Appellants also unsuccessfully argued that the EIR failed to consider impacts of allegedly related state-water projects, resulting in “improper segmentation.” An EIR must include analysis of actions that are reasonable consequences of the project that will change the nature of its environmental effects. The court rejected the segmentation argument, finding that the amendments served an “independent purpose” from the other projects.
Finally, the court held that the EIR sufficiently analyzed direct, indirect, and cumulative impacts. The EIR was not required to consider the impact of 50 more years of SWP operation, as the project baseline already analyzed this information. Additionally, the EIR did not need to analyze direct and indirect impacts of future speculative capital projects stemming from the amendments.
Project Descriptions
The court concluded that none of appellants’ arguments concerning the sufficiency of the project description had merit. Appellants argued that the EIR description failed to consider other related water projects, failed to disclose that the contracts would be extended even without amendments, and failed to disclose new financing mechanisms. The courts rejected all three arguments, finding that the evidence from the record did not support the claims and the project description was “accurate and stable.”
Alternatives Analysis
The court found the EIR’s analysis of seven alternatives to be reasonable. The alternatives were sufficiently different from the amendments and an EIR “need not consider every conceivable alternative.” Further, the alternatives not discussed in the EIR that appellants requested failed to address the issues that the project set out to solve.

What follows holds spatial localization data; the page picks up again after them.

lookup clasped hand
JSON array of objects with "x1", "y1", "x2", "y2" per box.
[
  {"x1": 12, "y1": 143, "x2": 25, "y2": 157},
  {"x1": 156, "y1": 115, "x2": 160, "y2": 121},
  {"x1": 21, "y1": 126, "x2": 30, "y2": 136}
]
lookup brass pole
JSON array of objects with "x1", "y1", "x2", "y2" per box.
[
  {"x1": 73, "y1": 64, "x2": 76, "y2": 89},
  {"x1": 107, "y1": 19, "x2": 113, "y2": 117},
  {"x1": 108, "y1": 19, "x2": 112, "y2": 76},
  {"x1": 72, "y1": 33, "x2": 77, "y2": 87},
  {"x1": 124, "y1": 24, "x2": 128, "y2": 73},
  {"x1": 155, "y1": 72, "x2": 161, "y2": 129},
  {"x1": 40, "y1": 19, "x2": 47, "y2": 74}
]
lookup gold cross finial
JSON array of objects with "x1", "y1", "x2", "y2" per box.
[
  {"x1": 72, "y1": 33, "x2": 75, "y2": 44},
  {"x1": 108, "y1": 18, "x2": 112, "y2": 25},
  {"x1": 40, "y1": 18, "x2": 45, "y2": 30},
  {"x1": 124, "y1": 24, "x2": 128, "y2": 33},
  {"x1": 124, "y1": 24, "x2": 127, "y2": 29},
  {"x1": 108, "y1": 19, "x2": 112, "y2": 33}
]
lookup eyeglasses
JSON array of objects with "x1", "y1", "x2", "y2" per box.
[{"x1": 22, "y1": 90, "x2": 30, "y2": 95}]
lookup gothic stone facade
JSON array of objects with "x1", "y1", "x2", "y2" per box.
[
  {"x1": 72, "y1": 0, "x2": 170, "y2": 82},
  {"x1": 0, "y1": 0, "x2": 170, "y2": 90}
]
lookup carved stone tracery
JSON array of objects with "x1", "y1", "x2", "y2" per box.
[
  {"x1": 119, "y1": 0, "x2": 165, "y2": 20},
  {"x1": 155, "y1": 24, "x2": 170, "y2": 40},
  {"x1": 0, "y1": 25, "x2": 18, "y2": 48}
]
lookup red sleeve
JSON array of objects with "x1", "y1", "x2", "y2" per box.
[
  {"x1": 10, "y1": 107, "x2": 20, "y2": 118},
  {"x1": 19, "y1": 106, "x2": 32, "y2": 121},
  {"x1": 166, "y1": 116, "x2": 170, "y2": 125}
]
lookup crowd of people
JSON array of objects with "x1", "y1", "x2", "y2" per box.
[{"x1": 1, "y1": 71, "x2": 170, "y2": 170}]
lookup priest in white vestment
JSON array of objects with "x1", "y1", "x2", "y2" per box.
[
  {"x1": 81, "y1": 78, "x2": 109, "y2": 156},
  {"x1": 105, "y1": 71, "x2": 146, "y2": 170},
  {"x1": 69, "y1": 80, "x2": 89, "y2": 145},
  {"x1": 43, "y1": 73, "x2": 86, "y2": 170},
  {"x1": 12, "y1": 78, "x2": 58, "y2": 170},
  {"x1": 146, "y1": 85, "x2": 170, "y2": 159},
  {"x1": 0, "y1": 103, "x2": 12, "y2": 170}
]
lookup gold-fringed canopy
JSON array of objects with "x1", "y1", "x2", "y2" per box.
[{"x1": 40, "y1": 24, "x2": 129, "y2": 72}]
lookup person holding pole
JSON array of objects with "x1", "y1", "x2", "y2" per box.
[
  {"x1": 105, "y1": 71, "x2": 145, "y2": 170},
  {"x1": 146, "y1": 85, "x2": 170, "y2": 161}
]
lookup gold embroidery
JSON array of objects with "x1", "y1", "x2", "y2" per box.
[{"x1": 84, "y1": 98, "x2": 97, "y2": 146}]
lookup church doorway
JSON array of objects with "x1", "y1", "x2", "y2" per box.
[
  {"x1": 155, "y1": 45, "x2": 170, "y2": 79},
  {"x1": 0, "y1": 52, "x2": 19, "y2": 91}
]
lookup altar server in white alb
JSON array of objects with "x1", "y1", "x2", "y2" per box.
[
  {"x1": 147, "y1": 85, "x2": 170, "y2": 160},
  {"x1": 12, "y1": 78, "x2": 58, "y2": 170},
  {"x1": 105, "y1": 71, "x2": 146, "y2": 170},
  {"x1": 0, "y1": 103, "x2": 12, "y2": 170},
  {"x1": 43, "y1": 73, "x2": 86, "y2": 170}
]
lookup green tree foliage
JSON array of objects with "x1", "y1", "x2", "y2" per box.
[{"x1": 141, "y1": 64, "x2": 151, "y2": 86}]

Similarly, the court rejected the argument that the EIR’s no-project alternative was insufficient. CEQA Guidelines require no-project analyses of “conditions that would be reasonably expect to occur” given project denial. Appellants argued that the EIR should have considered that the contracts could have expired without the evergreen clauses being triggered. The Court held that the EIR offered a “plausible vision of the future” because the long-term investment and reliance on the SWP made it reasonably foreseeable that the evergreen clauses would be triggered.
Non-CEQA Claims
Finally, the Court rejected Appellants’ non-CEQA claims related to the Delta Reform Act, the Public Trust Doctrine, and Water Code Section 147.5. The amendments did not qualify as a “covered action” under the Delta Reform Act because the Act covers future developments only, and the SWP does not occur in the boundary covered by the Act. Additionally, the amendments had no effect on public trust resources compared to the baseline properly established by DWR. Finally, the Court found that submitting draft amendments to the legislature was sufficient to pass procedural presentation rules found in the Water Code.